Digital water technologies will innovate and drive forward new solutions in the water and wastewater industries. That’s according to a new IDTechEx report titled “Digital Water Networks 2020-2030,” which analyzes the players, technologies, and market opportunities for this new technology area.

A digital, or “smart,” water network is a water network which has additional capabilities, sensors, and IoT devices that allow the user to maintain and run a network more efficiently and effectively.

Such a water network enables water utilities to:

  • Remotely monitor and identify problems, so that they can pre-emptively prioritize and identify maintenance issues. They can then remotely control all aspects of the water distribution network using data insights.
  • The customer can be provided with information and tools so that they can make informed choices about their behavior patterns.
  • Transparently and confidentially comply with regulations and policies on water quality and conservation.

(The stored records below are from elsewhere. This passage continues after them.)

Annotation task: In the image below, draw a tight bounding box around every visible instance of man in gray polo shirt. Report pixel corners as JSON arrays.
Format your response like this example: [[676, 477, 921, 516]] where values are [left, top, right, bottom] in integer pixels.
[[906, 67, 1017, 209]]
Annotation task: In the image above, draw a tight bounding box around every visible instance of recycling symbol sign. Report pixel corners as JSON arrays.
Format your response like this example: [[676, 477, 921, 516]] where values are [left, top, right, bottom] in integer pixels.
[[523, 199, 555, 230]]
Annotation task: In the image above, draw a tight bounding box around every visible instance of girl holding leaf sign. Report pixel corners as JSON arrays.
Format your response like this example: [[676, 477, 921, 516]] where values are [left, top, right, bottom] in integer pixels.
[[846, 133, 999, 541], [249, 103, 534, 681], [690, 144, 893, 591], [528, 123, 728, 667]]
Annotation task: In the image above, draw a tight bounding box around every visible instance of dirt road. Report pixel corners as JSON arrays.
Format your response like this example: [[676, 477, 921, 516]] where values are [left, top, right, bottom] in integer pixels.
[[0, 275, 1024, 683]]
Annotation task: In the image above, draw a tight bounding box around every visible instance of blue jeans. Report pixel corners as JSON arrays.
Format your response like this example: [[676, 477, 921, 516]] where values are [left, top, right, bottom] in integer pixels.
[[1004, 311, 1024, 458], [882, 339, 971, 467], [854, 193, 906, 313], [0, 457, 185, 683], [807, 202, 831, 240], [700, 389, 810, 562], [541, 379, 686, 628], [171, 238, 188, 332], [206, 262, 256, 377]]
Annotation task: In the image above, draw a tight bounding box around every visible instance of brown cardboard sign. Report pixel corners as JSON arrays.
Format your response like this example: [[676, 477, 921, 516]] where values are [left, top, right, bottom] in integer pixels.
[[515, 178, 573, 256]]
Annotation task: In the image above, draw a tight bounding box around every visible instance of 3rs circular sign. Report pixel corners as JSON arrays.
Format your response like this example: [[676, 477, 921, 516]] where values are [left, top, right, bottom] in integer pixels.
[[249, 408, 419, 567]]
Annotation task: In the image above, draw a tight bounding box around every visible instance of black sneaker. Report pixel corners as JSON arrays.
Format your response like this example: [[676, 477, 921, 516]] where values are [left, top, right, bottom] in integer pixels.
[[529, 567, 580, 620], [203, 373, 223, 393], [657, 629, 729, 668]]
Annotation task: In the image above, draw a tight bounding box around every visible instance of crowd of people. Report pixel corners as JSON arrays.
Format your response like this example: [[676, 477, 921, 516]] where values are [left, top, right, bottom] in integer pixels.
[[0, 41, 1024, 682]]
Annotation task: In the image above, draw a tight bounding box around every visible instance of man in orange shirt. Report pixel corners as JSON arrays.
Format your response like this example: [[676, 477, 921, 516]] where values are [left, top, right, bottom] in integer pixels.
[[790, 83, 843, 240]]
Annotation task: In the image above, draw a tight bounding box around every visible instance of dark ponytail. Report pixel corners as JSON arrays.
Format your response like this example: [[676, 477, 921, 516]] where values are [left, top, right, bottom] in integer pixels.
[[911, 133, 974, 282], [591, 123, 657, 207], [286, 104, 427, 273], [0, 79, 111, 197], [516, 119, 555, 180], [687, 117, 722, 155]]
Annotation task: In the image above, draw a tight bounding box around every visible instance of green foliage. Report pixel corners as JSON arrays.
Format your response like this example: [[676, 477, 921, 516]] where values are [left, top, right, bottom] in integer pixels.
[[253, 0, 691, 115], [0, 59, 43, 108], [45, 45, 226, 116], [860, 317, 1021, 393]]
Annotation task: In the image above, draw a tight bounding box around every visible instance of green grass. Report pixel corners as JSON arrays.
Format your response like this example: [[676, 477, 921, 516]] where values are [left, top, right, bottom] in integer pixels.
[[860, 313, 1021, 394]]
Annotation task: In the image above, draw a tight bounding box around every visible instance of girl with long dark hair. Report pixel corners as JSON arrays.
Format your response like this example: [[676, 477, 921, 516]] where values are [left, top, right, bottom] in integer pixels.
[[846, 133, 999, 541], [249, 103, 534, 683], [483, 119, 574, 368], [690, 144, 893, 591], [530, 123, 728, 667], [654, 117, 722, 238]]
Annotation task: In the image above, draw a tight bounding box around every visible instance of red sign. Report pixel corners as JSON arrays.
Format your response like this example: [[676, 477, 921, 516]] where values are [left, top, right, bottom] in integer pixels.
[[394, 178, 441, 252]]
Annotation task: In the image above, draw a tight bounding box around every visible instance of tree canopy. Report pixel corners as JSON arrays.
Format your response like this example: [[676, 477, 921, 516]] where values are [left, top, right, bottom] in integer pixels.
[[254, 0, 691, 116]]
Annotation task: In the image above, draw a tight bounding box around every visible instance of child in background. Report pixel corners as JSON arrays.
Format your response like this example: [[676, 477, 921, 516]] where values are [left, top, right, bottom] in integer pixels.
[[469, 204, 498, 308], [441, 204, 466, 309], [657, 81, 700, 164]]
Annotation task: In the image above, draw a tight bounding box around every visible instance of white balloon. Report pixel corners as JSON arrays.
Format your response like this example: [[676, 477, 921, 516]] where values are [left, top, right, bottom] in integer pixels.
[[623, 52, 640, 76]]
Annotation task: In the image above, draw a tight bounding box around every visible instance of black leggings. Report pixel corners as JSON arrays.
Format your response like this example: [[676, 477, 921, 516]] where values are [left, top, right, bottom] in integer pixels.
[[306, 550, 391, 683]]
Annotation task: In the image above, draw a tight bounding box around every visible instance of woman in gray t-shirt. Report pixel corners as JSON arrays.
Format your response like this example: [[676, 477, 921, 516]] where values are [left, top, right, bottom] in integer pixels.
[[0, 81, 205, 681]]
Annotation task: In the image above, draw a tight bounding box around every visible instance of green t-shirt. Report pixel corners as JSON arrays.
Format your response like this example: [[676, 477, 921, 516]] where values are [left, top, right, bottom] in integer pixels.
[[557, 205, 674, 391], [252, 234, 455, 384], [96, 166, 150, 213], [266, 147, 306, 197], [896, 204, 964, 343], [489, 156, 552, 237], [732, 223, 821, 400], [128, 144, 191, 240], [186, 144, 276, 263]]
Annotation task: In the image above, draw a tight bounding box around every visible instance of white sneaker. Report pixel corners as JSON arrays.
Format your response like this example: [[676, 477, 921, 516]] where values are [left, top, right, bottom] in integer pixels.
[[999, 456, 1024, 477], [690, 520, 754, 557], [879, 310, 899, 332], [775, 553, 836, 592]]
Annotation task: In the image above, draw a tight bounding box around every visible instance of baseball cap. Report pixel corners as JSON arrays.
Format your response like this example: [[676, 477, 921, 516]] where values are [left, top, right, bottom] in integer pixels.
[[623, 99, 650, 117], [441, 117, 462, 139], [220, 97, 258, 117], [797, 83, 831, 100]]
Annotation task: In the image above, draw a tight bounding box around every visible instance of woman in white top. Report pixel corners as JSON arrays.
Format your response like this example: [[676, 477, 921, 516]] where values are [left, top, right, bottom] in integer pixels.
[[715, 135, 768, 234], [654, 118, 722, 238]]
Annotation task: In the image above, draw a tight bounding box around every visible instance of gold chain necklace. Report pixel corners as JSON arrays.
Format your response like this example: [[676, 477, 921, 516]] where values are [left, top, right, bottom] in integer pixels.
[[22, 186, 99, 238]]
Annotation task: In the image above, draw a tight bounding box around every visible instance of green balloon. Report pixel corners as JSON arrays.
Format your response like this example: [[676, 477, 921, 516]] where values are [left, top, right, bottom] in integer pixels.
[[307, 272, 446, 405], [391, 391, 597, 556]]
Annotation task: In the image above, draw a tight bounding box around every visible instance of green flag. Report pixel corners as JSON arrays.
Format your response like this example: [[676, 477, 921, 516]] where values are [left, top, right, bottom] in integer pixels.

There are different aspects of the value chain that digital water can influence. According to the report, firstly, there is the utilities industry. In distribution, monitoring the network and distribution pipes can simplify the management of the system. For example, data provided by smart water meters can provide real-time consumption patterns. Water demand response can be quicker and thus help with pressure regulation in the network. Furthermore, poor water quality can have an impact on health. Sensors can measure a wide range of chemicals and pollution in real-time. This means water quality can be tracked throughout the whole water network. Finally, with the new data insights with smart networks, utilities can communicate with customers and engage with them in new ways.

Data insights also mean that consumers, both C&I and residential, have more control over their water usage – with more detailed bills and up-to-date readings, they are able to contact the utility company if they notice an increase in water, which could indicate a leak. This would identify leaks quicker for the utility company.

In order to provide these services, water utility companies need to ensure that they can still be flexible in their approaches to future water networks and sensors as insights from current usage and data become more widespread across the industry. Communications technology and data analytics are now at a point where the water industry’s needs can be met.

The report provides an insight into the variety of opportunities which sensors can provide management and maintenance data for providers. Most countries water networks are built of a variety of parts. There are the larger pipes which create the main network, and there are smaller distribution pipes, with larger pipes requiring different measurement mechanisms to smaller pipes. Different areas can have different pipe materials, and this can limit the techniques for measurement.